One of the finest methods for resolving
nonlinearities in data is convolutional neural
networks, and RNNs are particularly
effective for forecasting and estimating time
series. The World Gold Council information
is utilized, and the findings indicate that the
proposed architecture is one of the best
financial forecasting methods.
Keywords - Regression, linear regression,
logistic regression, decision tree, random
forest, Machine Learning and l Prediction.
I Introduction
Looking at historical gold prices may
probably provide information that may help
in buying or selling decisions.
Savings and investing are a part of everyone's
lives in some capacity. In the setting of
economics, an investment is the purchase of
commodities intended for long-term wealth
development as opposed to short-term
consumption. A financial investment is the
purchase of a financial object with the hope
that it will one day produce revenue or be sold
for a profit. India has one of the most rapidly
expanding economies in the world, which
means it has more spare cash and a variety of
business possibilities[1]. A few of the
financial choices available to investors
include stocks, deposits, commodities, and
real estate. Their individual risk and yield
characteristics differ from one another.
Another commodity that many investors find
to be an attractive avenue for investment is
gold due to its increasing worth and extensive
use. Investors are growing favoring gold as a
protective commodity due to their pessimistic
views for the condition of the established
capital markets and foreign exchange
Volume 14 Issue 03 March 2025 ISSN 2456 5083 Page 173
markets. The "asset of last resort," or the asset
on which buyers rely when the industrialized
world's capital markets are unable to produce
the desired income, is also considered to be
gold. Then, we can say that gold is viewed as
a tool by speculators.
Because of this, it can be said that buyers see
gold as a means of self-defense against shifts
in other markets. Given that gold is a valuable
commodity, supply and demand should have
an impact on its price just like they would for
any other good. The production this year has
little effect on gold's prices, though, because
it can be kept and the quantity has increased
over many years. Gold is used as a product
and a business tool. Gold's increasing value
while other markets, like the real estate and
financial markets, are decreasing in value and
experiencing volatility. Markets have made
gold an increasingly popular choice for
buyers. But recently, there has been a lot of
volatility in the price of gold, increasing the
danger associated with gold purchases. There
is uncertainty regarding how long these high
expenses will last and when they will begin
to decrease. Despite the reality that many
studies have looked at how different
economic variables affect the price of gold. It
is said that research shows the manipulate and
impact of different socioeconomic aspects on
the price of gold. As a result, the goal of this
article is to examine the relationship between
specific economic and market factors and the
price of gold.
After the introduction A section on literature
reviews, followed by sections on model
planning, data discovery and model building
and lastly a section on conclusion, make up
the structure of this essay.
Here, we have taken some records of
historical gold prices. This contains seven
columns that are Date, Open, Close, Low,
High, Volume, Currency.
II Literature Survey
The values of gold have been the subject of
numerous studies and articles. According to
research, the price of gold has dropped since
2013.
There are different studies on the value of
gold in the books. though there are many
various factors used in these lessons, it is
clear that gold values are evolved alongside
the dollar and market return in general. Other
socioeconomic factors and gold rates have
also been the subject of numerous studies.
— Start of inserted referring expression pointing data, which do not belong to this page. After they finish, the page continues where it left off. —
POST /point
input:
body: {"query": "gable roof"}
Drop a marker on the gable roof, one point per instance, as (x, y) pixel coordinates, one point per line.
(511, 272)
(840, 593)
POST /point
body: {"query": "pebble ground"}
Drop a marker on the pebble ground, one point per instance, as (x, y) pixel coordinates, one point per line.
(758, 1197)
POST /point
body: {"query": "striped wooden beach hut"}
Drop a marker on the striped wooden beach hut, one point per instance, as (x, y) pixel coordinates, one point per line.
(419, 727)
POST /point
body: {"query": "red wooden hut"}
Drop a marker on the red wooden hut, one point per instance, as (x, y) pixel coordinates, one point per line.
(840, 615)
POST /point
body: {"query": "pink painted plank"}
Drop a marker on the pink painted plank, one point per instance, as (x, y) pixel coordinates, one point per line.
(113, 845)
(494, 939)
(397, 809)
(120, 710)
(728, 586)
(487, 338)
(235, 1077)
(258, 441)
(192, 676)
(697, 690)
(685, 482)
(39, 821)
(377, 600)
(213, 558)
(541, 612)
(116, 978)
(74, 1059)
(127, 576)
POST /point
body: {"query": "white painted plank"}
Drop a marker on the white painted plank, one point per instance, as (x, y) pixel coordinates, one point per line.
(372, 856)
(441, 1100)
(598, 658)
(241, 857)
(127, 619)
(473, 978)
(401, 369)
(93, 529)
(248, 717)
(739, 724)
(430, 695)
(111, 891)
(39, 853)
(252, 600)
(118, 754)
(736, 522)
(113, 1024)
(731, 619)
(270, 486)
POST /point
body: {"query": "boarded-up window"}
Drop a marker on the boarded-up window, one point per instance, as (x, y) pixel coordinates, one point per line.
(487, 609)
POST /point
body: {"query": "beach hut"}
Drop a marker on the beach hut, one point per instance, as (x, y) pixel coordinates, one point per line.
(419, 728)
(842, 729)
The relationship between the price of gold
and the values of other goods, especially
crude oil, has also been the subject of
numerous studies. The results of these
studies, however, appear to be contradictory.
The research on the factors affecting gold
price as well as various approaches for
analyzing these relationships are covered in
the following parts.
Based on the relationship of gold and the
factors affecting the it, which include cost of
petroleum, dollar rupee conversion is solid
which is based on the review of literature
Manjula K. A., Karthikeyan[2]. Iftikharul
Sami and KhurumNazirJunejo says that in
olden days gold was used as a mode of
payment and gold represent the financial
strength of country.
In [3] R. Hafezi and A. N. Akhavan have
proposed a model named artificial neural
networks to predict future cost of gold which
concludes that the BAT-Neural Network is
Volume 14 Issue 03 March 2025 ISSN 2456 5083 Page 174
good for predicting gold prices and Xiaohui
Yang suggested that the ARIMA model is the
finest among all the other models to predict
the price of gold [4]. Shian-Chang Huang and
Cheng-Feng Wu used the Deep multiple
kernel learning (DMKL) models to project oil
prices using the data collected from oil, gold,
and currency markets[5].
Lawrence asserts that returns on gold do not
significantly correlate with changes in some
socioeconomic measures[11]. In addition, it
found that returns on gold have a weaker
association standards for stock and bond
returns are higher than those for other
commodities.. Dr.Scassiavilanni, said that
inflation rate in the market and gold value is
against each other and the gold price and
inflation rate id going to be affected more in
future[6]. On the basis of a review of the
literature, Hanan Naser thinks that past
studies are unclear with regard to the
association among the gold price and increase
[7].
Ismail et al.'s a range of economic factors,
such as the commodity research bureau future
index, are used to forecast gold prices. the
Standard and Poor 500 index, the USD/EUR
trade rate, the inflation rate, the New York
Stock trade indicator, the money supply, the
Treasury bill, and the USD indicator. The
study finds that the goods the USD/EUR
foreign exchange rate, Research Bureau
future indicator, the price rises rate, and the
money supply all have a sizable blow on gold
prices[8-9].
Khaemasunun, provides the information
about different currencies, interest rates and
energy costs and how they impact the gold
price[15]. The price of gold and the exchange
rate are related both long-term and short-
term. per the actual statistics provided by Ai
et al. Malik and Ewing concentrated on more
about crude and gold contracts and their price
differences. The quantity of US inflation,
interest rates, and the worth of the currency
are all correlated with gold prices, claim
Ghosh et al. They also exposed a long-term
correlation between gold prices and the US
customer Price Index as a consequence of the
co integration study [10]. There is a
disagreement between the price of gold and
the a variety of variables that are believed to
influence it, according to a study of relevant
literature.
There are several methods that has been used
by researchers of the gold prices fluctuation
and how it going to change the related
factors[12]. Numerous studies have used
multivariate regression models to evaluate
the sensitivity of gold prices to various
aspects, according to Toraman. In this
respect, the many linear regression (MLR)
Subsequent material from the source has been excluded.